Suspenso no ar por suas asas, Pip as usava para afastar as nuvens de poeira e poluição para mais e mais longe de onde agora era sua casa. Se fosse ficar por lá, não queria o efeito de toda a maldade dos homens o atormentando e o lembrando de tudo que eram capazes. Estava lá para passar bem, não para se angustiar pelas escolhas dos outros. Enquanto pudesse fazer algo por aquele mundo, o faria de bom grado. Era o mínimo que o devia por pertencer àquela espécie desprezível.

Uma vez terminado o trabalho, pousou no topo do prédio e suspirou, cansado. Já estava aprendendo a controlar melhor a habilidade de suas asas há mais de um mês, mas não estava acostumado ainda ao quão pesadas ficavam depois das rajadas. Pip não tinha tanta experiência quanto gostaria, ao ponto de ficar cansado com muito pouco, incluindo o treino de seus milagres recém libertos. Entretanto, não podia descansar agora, pois as nuvens voltavam rapidamente com o sopro do vento em sua direção.

Isso se tornou bem comum e bem irritante. Pip não controlava o tempo, apesar de poder manipular o vento com suas asas, então a poeira sempre voltava para ele uma hora ou outra.

Ao terminar de tirar todas as nuvens mais uma vez, uma voz o chamou logo abaixo.

- Você fez um bom trabalho tirando as nuvens.

- Damien! - Pip exclamou seu nome com felicidade ao encontrá-lo e deu um voo rasante para aterrissar no prédio. - Você já voltou!

O anticristo deu de ombros com um sorriso orgulhoso.

- Me livrar de Satã foi mais rápido do que eu esperava. Ordenei à Demonius que ficasse de vigia sobre o inferno e me mandasse um sinal caso algo acontecesse.

Ainda não descia para Pip que Satã estava morto. Soava errado. Mas, se Damien realmente o matou, não havia nada que ele pudesse fazer a não ser lamentar. Satã parecia alguém tão legal. Pip desejava ter podido conhecê-lo melhor pelo tempo que ficou no inferno, mas sabia que, se Damien não tivesse feito o que fez, ele nem estaria ali agora.

- Ele tem como te alcançar aqui? - perguntou Pip, referindo-se a Demonius e os demais.

- Não. Por isso que eu dei no pé enquanto falava. Ninguém vai precisar nos incomodar aqui.

- Mas e quanto ao inferno?

- Eles não podem passar se eu não abrir os portões para eles, não têm como sair.
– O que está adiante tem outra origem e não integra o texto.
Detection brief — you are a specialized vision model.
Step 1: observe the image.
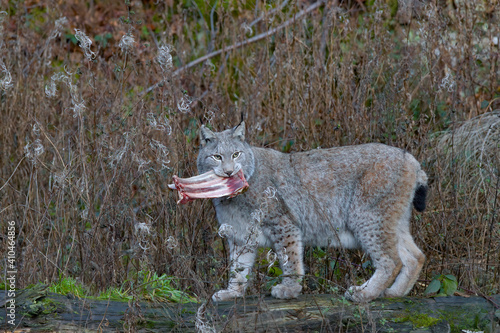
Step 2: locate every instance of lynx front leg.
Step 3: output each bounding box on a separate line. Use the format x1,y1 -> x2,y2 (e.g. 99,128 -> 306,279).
271,225 -> 304,299
212,240 -> 256,302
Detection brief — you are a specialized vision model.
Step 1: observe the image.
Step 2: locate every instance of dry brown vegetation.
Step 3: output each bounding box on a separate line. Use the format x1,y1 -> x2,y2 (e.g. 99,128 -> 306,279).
0,0 -> 500,306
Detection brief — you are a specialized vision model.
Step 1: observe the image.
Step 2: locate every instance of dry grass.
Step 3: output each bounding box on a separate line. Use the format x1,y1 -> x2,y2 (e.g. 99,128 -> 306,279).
0,0 -> 500,306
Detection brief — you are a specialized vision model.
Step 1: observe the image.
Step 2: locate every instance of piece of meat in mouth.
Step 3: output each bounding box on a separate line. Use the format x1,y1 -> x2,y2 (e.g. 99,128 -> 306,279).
168,170 -> 248,204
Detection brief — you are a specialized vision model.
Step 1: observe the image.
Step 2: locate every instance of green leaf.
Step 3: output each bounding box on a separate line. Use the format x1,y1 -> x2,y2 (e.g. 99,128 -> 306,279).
424,280 -> 441,296
444,274 -> 457,282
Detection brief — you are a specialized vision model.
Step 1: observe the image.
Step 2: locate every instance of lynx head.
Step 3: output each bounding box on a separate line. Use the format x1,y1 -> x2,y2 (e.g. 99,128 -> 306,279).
197,121 -> 255,180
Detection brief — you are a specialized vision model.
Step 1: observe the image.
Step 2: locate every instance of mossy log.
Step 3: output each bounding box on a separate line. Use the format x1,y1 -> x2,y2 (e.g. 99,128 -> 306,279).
0,286 -> 500,333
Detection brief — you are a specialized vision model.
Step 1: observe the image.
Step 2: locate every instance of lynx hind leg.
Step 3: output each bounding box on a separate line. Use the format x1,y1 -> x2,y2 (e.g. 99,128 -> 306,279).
271,225 -> 304,299
382,231 -> 425,297
344,225 -> 402,303
212,241 -> 256,302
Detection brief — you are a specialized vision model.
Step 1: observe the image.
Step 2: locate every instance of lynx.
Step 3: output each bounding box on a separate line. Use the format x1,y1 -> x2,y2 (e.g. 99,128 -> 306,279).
197,121 -> 427,302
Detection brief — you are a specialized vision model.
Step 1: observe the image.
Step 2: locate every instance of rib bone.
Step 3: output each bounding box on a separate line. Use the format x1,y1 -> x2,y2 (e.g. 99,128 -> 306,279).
168,170 -> 248,204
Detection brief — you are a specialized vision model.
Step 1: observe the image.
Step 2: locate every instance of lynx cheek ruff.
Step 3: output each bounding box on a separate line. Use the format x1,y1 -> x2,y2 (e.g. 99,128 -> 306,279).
168,170 -> 248,204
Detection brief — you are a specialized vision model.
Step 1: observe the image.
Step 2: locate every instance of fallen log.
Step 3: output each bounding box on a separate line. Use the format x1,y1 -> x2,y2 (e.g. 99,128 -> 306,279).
0,285 -> 500,333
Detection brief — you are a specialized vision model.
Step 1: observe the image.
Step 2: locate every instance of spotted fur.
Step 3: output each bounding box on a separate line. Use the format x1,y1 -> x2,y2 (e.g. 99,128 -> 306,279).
198,122 -> 427,302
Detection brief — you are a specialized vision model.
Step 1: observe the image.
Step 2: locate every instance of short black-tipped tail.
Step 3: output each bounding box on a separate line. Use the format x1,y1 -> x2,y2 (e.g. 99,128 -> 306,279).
413,185 -> 427,212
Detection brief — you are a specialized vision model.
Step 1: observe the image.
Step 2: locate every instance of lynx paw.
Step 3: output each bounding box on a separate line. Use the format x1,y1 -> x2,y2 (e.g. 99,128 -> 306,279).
344,286 -> 377,303
271,283 -> 302,299
212,289 -> 243,302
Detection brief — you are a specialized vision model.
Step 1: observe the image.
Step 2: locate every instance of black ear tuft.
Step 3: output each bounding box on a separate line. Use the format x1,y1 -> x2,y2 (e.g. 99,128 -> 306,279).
200,125 -> 215,147
233,121 -> 245,141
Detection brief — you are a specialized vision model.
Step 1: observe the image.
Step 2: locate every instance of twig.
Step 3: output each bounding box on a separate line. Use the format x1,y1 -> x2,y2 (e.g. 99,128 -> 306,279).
0,156 -> 26,191
141,0 -> 325,96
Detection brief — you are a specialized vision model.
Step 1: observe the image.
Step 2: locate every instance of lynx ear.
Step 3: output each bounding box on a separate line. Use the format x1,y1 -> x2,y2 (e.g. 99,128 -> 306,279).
233,120 -> 245,141
200,125 -> 215,147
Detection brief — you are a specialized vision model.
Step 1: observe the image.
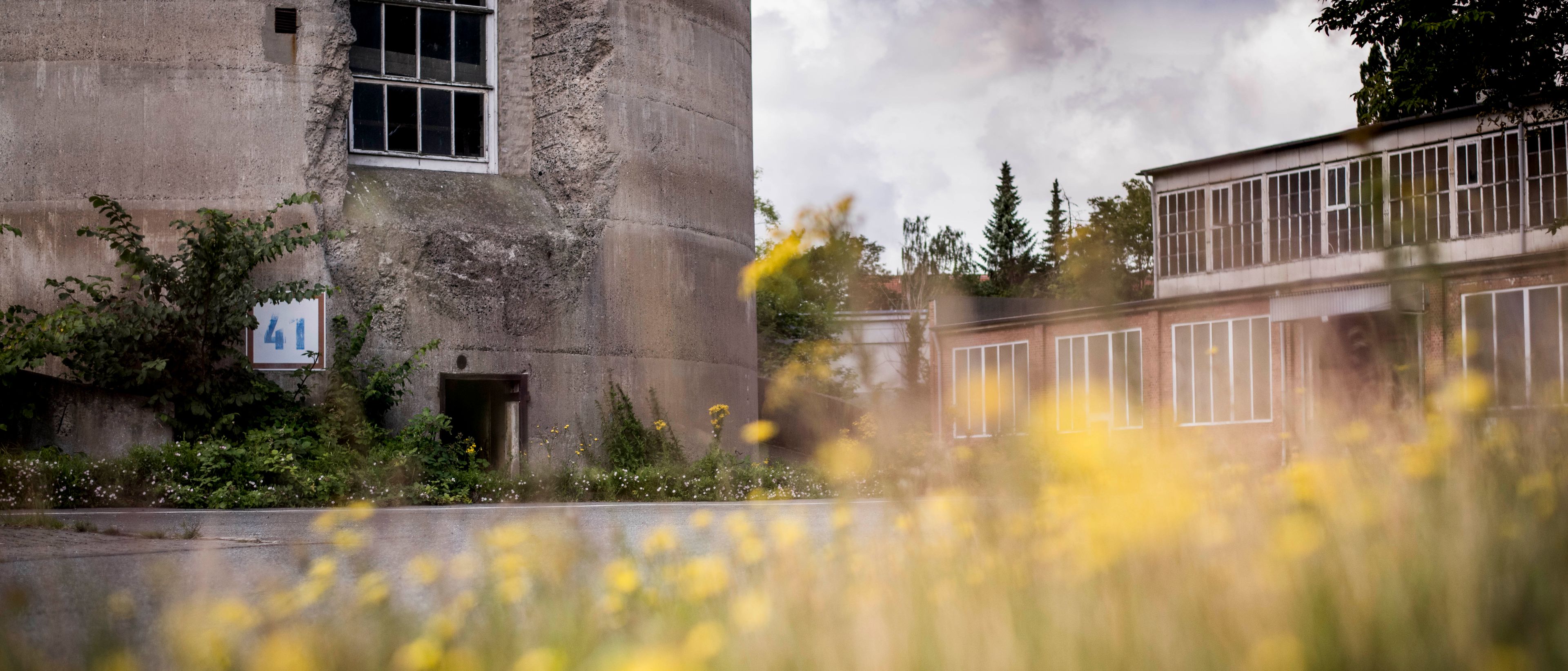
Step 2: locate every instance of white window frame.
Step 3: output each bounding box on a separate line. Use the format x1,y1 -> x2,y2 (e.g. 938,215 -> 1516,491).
1170,315 -> 1275,427
949,340 -> 1030,439
1052,328 -> 1148,433
1460,284 -> 1568,409
343,0 -> 500,174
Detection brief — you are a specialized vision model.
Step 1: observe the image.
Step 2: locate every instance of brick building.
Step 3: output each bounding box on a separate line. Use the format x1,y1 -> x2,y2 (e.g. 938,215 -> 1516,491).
933,110 -> 1568,464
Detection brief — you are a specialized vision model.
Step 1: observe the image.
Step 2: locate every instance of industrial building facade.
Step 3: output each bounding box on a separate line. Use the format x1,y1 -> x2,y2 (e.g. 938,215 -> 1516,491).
933,110 -> 1568,464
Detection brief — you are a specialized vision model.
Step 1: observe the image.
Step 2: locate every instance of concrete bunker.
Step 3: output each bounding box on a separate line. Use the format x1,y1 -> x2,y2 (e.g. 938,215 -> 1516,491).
441,373 -> 528,475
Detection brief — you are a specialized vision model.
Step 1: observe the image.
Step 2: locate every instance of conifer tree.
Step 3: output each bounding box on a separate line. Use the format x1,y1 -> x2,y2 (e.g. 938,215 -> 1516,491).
985,162 -> 1040,296
1040,180 -> 1069,293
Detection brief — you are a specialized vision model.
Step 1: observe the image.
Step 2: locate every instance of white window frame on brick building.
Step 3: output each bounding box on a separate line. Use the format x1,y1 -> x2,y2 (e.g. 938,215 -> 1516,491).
347,0 -> 499,173
1385,143 -> 1454,246
1323,155 -> 1383,256
1156,187 -> 1209,278
1171,315 -> 1273,427
1460,284 -> 1568,408
1267,164 -> 1323,263
1454,130 -> 1523,238
1209,177 -> 1269,271
952,340 -> 1029,438
1055,329 -> 1143,433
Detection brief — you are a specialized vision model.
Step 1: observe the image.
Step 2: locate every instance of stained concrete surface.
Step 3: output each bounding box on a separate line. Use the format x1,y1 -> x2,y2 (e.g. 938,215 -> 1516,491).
0,500 -> 894,662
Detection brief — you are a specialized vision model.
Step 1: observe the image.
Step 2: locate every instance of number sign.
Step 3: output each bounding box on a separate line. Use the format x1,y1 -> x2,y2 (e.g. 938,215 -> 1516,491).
245,296 -> 326,370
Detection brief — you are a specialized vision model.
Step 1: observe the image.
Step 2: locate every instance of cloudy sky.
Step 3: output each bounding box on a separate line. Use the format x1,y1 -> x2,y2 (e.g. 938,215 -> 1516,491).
753,0 -> 1364,258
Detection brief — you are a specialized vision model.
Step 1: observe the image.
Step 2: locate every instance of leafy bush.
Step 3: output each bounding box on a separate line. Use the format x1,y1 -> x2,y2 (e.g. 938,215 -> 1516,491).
0,193 -> 340,439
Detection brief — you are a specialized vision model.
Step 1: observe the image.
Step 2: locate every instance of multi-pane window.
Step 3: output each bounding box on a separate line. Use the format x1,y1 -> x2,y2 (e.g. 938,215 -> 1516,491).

Foi assim no apocalipse e será assim agora: eu em cima e eles embaixo, aguardando minhas ordens. Acho que, enquanto eu descia de novo, sem você, eu só percebi o quanto eu não me importo com o que acontece com o inferno. Querendo ou não, os demônios vão me obedecer se eu der uma ordem. E, se não obedecerem, uma pequena amostra de medo não fará mal.